AI-Designed Antibodies Are Racing Toward Clinical Trials

Antibodies touch nearly every corner of healthcare. These carefully crafted proteins can target cancer cells, control autoimmune diseases, fight infections, and destroy the toxic proteins that drive neurological disorders. They’re also notoriously difficult to make.

Over 160 antibody therapies have been approved globally. Their market value is expected to reach $445 billion in the next five years. But the traditional design process takes years of trial and error and is often constrained to structures similar to existing proteins.

With AI, however, we can now generate completely new antibody designs—never before seen in nature—from scratch. Last year, labs and commercial companies raced to build increasingly sophisticated algorithms to predict and generate these therapeutics. While some tools are proprietary, many are open source, allowing researchers to tailor them to a specific project.

Some AI-optimized antibodies are already in early clinical trials. In late September, Generate:Biomedicines in Somerville, Massachusetts presented promising data from patients with asthma treated with an antibody designed with AI’s help. A shot every six months lowered asthma-triggering protein levels without notable side effects.

“Generative biology is moving drug discovery from a process of chance to one of design,” said Mike Nally, CEO of Generate, in a press release.

Nobel Prize winner David Baker at the University of Washington would likely agree. Known for his work on protein structure prediction and design, his team upgraded an AI last year to dream up antibodies for any target at the atomic level.

Designer Troubles

Pills containing small-molecule drugs like Tylenol still dominate healthcare. But antibody therapies are catching up. These therapies work by grabbing onto a given protein, like a key fitting into a lock. The interaction then either activates or inhibits the target.

Antibodies come in different shapes and sizes. Monoclonal antibodies, for example, are lab-made proteins that precisely dock to a single biological target, such as one involved in the growth or spread of cancer. Nanobodies, true to their name, are smaller but pack a similar punch. The FDA has approved one treatment based on the technology for a blood clotting disorder.

Regardless of type, however, antibody treatments traditionally start from similar sources. Researchers usually engineer them by vaccinating animals, screening antibody libraries, or isolating them from people. Laborious optimization procedures follow, such as mapping the exact structure of the binding pocket on the target—the lock—and tweaking the antibody key.

The process is tedious and unpredictable. Many attempts fail to find antibodies that reliably scout out their intended docking site. It’s also largely based on variations of existing proteins that may not have the best therapeutic response or safety profile. Candidates are then painstakingly optimized using iterations of computational design and lab validation.

The rise of AI that can model protein structures—and their interactions with other molecules—as well as AI that generates proteins from scratch has sparked new vigor in the field. These models are similar to those powering the AI chatbots that have taken the world by storm for their uncanny ability to dream up (sometimes bizarre) text, images, and video.

In a way, antibody structures can be represented as 3D images, and their molecular building blocks as text. Training a generative AI on this data can yield an algorithm that produces completely new designs. Rather than depending on chance, it may be possible to rationally design the molecules for any given protein lock—including those once deemed “undruggable.”

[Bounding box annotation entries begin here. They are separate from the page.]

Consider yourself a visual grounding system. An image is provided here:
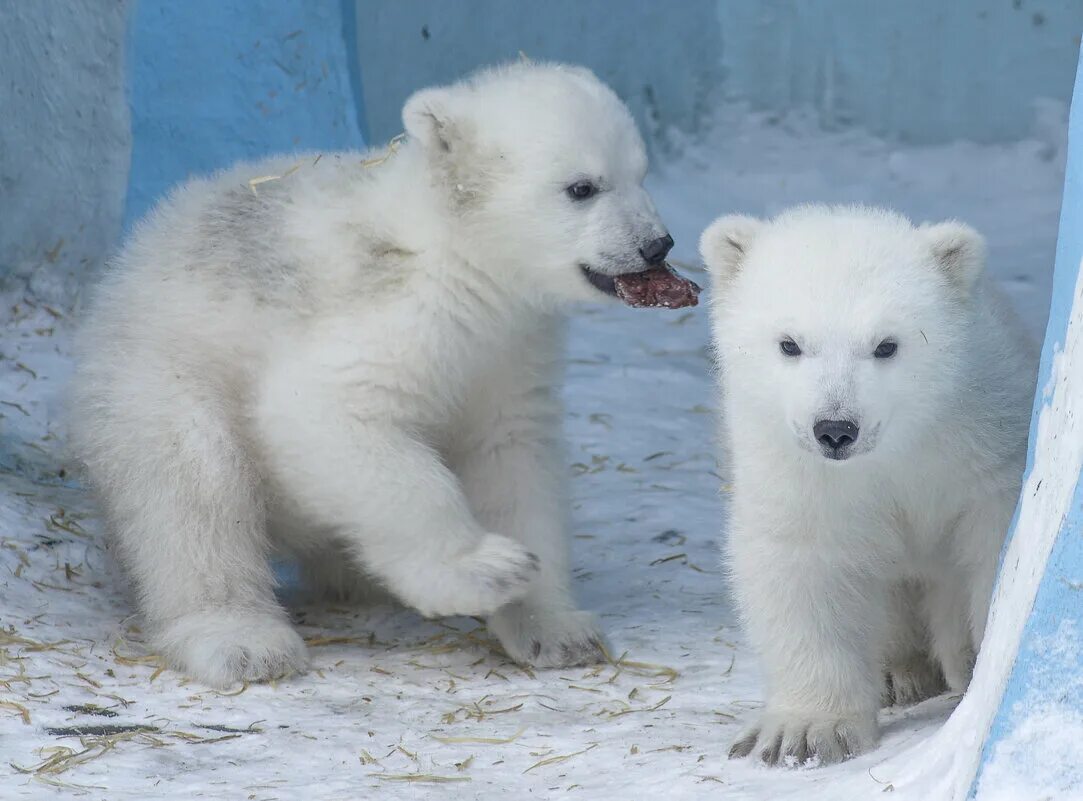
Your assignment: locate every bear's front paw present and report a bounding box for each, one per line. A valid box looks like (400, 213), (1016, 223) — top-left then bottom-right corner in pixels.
(488, 602), (605, 668)
(400, 534), (540, 617)
(156, 608), (309, 687)
(730, 712), (878, 767)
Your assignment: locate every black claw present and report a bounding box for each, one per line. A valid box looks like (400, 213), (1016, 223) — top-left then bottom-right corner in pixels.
(730, 732), (759, 759)
(759, 734), (782, 765)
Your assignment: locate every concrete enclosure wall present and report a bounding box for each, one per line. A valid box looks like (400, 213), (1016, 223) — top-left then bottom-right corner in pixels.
(357, 0), (1083, 142)
(0, 0), (1083, 300)
(0, 0), (131, 299)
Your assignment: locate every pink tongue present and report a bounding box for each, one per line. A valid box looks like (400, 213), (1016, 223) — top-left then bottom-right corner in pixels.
(614, 264), (700, 308)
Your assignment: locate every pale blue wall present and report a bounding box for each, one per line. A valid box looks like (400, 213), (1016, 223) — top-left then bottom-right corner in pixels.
(357, 0), (1083, 142)
(0, 0), (131, 299)
(0, 0), (1083, 297)
(126, 0), (362, 231)
(718, 0), (1083, 142)
(357, 0), (721, 147)
(975, 51), (1083, 799)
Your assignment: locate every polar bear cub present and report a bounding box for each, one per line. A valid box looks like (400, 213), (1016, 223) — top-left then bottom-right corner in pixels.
(701, 206), (1036, 765)
(73, 64), (673, 685)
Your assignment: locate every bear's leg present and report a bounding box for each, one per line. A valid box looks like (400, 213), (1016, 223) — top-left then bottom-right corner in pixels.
(87, 385), (308, 686)
(456, 430), (605, 668)
(729, 534), (887, 766)
(880, 581), (948, 707)
(256, 364), (538, 616)
(954, 500), (1015, 653)
(923, 570), (975, 693)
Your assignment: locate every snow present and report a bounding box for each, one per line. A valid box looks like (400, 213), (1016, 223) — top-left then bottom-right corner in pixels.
(0, 107), (1065, 801)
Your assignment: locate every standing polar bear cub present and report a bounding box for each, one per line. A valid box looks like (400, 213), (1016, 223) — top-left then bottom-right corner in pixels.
(73, 65), (695, 685)
(701, 207), (1036, 765)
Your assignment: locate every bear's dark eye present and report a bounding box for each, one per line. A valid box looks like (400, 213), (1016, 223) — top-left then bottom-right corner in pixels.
(873, 340), (899, 358)
(779, 339), (801, 356)
(565, 181), (598, 200)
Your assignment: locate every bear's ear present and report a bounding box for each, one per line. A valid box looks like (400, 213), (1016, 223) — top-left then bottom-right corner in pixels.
(917, 220), (986, 292)
(700, 214), (765, 284)
(403, 88), (462, 154)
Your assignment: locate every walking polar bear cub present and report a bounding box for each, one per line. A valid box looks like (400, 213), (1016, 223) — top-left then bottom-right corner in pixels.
(73, 64), (696, 685)
(701, 207), (1036, 764)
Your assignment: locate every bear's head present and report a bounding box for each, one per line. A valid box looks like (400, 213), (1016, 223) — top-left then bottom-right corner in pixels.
(403, 63), (673, 302)
(700, 206), (984, 464)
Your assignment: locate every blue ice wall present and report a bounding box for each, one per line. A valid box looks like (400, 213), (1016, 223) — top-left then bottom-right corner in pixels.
(0, 0), (1083, 297)
(357, 0), (1083, 142)
(0, 0), (131, 298)
(975, 53), (1083, 799)
(125, 0), (362, 226)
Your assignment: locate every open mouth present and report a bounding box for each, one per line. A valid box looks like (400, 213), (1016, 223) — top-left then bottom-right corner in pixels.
(579, 263), (700, 308)
(579, 264), (616, 298)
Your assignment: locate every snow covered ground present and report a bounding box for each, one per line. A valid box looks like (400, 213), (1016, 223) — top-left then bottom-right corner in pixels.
(0, 107), (1065, 801)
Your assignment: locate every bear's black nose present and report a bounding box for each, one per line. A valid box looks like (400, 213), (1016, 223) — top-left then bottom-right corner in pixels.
(639, 234), (674, 264)
(812, 420), (858, 452)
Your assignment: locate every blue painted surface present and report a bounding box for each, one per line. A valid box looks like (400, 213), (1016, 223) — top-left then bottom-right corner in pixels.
(125, 0), (363, 228)
(975, 53), (1083, 795)
(0, 0), (131, 303)
(718, 0), (1083, 143)
(357, 0), (1083, 142)
(357, 0), (722, 147)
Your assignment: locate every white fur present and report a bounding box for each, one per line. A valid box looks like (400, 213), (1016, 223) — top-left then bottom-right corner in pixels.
(73, 65), (665, 684)
(701, 207), (1036, 764)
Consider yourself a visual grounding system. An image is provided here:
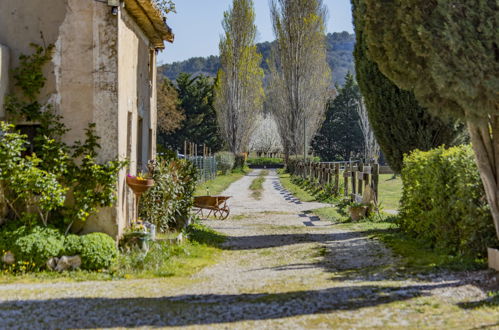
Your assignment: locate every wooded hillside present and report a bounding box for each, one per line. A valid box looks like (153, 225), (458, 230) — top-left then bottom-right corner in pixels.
(158, 31), (355, 85)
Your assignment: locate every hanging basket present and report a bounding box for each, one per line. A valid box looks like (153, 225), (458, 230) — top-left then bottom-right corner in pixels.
(126, 176), (154, 195)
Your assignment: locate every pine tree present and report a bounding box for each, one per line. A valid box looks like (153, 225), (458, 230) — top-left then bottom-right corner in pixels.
(362, 0), (499, 237)
(312, 73), (364, 161)
(352, 0), (463, 173)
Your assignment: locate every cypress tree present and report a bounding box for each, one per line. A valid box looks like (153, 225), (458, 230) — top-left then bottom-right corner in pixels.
(352, 0), (463, 173)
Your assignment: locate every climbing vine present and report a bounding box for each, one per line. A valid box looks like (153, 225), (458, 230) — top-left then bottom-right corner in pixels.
(0, 44), (126, 230)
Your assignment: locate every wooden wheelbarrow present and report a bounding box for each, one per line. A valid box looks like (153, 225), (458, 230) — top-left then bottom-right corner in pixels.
(194, 196), (230, 220)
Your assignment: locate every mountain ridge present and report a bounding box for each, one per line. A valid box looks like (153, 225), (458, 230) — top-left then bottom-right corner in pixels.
(158, 31), (355, 85)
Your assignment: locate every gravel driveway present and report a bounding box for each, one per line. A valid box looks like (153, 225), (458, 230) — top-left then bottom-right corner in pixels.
(0, 171), (499, 329)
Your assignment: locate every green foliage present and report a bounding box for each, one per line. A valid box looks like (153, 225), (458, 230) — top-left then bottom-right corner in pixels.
(80, 233), (118, 270)
(312, 74), (364, 161)
(139, 158), (197, 232)
(353, 0), (465, 173)
(158, 31), (355, 85)
(398, 146), (497, 257)
(0, 45), (125, 229)
(246, 157), (284, 167)
(362, 0), (499, 118)
(61, 234), (83, 256)
(0, 222), (64, 272)
(158, 74), (222, 152)
(215, 151), (236, 174)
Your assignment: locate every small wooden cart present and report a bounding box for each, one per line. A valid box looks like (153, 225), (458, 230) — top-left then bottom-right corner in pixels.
(194, 196), (230, 220)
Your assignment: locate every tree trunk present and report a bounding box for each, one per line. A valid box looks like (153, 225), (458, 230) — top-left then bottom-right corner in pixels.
(467, 115), (499, 238)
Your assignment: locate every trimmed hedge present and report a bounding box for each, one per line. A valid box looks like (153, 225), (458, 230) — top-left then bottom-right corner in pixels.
(398, 145), (497, 258)
(246, 157), (284, 167)
(0, 221), (118, 271)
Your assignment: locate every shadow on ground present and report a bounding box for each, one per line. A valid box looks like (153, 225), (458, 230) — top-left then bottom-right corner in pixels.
(0, 283), (460, 329)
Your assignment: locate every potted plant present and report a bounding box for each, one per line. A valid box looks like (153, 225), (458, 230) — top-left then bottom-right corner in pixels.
(348, 202), (367, 221)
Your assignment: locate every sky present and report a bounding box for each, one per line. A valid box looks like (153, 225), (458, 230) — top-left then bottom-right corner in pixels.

But biology is complex. Even the most thoughtful designs could fail in the body, unable to grasp their target or latching onto unintended targets, leading to side effects. Antibodies rely on a flexible protein loop to recognize their specific targets, but early AI models, such as DeepMind’s AlphaFold, struggled to map the structure and behavior of these loops.

Designed to Bind

The latest AI is faring better. An upgraded version of Baker lab’s RFdiffusion model, introduced last year, specifically tackles these intricate loops based on information about the structure of the target and location of the binding pocket. Improved prediction quickly led to better designs.

Initially, the AI could only make nanobodies. These are short but functional chunks of antibodies for a range of viruses, such as the flu, and antidotes against deadly snake venoms. After further tweaking, the AI suggested longer, more traditional antibodies against a toxin produced by a type of life-threatening bacteria that often thwarts antibacterial drugs.